STOP KLNFR FROM DISAPPEARING
Peat Swamp Forest degradation is held responsible for large scale greenhouse gas accumulation in the atmosphere. It is one of the main contributors to global climate change. If we don’t stop deforestation, and degazettement, the KLNFR will completely disappear soon. Therefore, there are many impacts including :
- The fight against global warming and climate change;
- Ecosystems and biodiversity protection: preserve critically endangered species or fauna and flora;
- Protection of natural resources including wetlands;
- People’s right to healthy local living environment, resulting of sustainable production systems;
- Preservation of the cultural identity of the forests’ dependence populations.

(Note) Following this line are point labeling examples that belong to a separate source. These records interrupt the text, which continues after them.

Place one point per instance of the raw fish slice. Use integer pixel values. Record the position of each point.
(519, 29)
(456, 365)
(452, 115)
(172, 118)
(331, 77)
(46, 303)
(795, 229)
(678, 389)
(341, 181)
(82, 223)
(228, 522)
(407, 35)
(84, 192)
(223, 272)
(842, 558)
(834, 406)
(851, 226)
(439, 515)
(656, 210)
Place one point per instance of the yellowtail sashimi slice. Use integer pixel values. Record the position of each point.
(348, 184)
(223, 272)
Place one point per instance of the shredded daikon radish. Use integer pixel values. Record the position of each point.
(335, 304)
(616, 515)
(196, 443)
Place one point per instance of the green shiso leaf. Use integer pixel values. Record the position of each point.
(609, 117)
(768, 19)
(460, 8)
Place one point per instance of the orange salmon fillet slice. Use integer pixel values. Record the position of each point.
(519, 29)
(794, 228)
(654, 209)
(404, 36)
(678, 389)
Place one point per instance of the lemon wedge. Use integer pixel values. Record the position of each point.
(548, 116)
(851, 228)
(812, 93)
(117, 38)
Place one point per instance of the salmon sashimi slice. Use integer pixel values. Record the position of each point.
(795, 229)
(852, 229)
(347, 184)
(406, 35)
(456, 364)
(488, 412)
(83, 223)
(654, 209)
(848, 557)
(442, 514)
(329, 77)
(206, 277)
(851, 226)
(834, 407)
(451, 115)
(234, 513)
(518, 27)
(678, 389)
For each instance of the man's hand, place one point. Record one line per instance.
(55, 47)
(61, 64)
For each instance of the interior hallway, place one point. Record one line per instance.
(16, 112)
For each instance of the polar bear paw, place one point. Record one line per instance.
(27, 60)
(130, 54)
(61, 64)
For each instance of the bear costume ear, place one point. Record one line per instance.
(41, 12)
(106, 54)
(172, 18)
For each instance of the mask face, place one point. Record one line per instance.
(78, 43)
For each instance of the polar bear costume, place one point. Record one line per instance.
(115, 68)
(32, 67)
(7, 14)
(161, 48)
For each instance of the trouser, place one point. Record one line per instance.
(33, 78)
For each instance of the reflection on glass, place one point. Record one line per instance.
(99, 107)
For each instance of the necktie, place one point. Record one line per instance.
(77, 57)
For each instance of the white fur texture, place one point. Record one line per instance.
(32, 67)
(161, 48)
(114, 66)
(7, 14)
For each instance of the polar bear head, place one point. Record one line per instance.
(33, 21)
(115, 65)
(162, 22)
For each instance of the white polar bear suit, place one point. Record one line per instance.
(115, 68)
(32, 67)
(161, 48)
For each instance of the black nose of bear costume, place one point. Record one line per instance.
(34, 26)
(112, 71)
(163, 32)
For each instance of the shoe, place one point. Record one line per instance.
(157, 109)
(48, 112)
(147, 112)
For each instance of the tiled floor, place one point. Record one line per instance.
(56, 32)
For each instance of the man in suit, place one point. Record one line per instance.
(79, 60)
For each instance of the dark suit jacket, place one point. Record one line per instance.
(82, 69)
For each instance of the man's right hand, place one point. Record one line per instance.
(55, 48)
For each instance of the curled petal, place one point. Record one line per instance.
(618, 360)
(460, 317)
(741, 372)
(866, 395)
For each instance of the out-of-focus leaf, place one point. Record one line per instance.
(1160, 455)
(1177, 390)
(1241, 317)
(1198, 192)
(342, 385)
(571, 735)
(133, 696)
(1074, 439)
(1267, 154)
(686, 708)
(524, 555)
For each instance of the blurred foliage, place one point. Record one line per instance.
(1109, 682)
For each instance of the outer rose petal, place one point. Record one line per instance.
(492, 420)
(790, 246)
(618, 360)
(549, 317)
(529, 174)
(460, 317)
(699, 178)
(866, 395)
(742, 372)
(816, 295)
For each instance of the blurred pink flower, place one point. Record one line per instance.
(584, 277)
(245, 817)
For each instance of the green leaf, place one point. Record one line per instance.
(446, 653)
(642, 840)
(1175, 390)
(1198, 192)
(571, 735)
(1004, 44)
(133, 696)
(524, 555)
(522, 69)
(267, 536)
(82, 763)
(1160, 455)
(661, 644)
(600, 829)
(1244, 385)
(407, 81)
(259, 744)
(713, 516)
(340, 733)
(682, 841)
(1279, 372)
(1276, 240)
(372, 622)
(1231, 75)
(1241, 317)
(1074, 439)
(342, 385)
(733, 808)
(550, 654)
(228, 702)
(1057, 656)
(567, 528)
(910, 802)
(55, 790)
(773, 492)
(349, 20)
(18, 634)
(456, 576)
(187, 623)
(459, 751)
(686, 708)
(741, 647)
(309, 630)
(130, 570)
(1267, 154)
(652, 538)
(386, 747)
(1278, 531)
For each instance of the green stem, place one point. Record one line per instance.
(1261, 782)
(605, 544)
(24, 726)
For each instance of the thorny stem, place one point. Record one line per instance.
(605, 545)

- Payments for ecosystem services— Hope for avoiding the worst outcomes in the increasingly rely on the belief that people will be burdened and were shocked soon by the payment will request for the services provided by undisturbed and healthy forests ecosystems. These services—which include biodiversity maintenance, rainfall generation, carbon sequestration, and soil stabilization, among others—have traditionally been undervalued by markets, but there are signs that the situation is changing.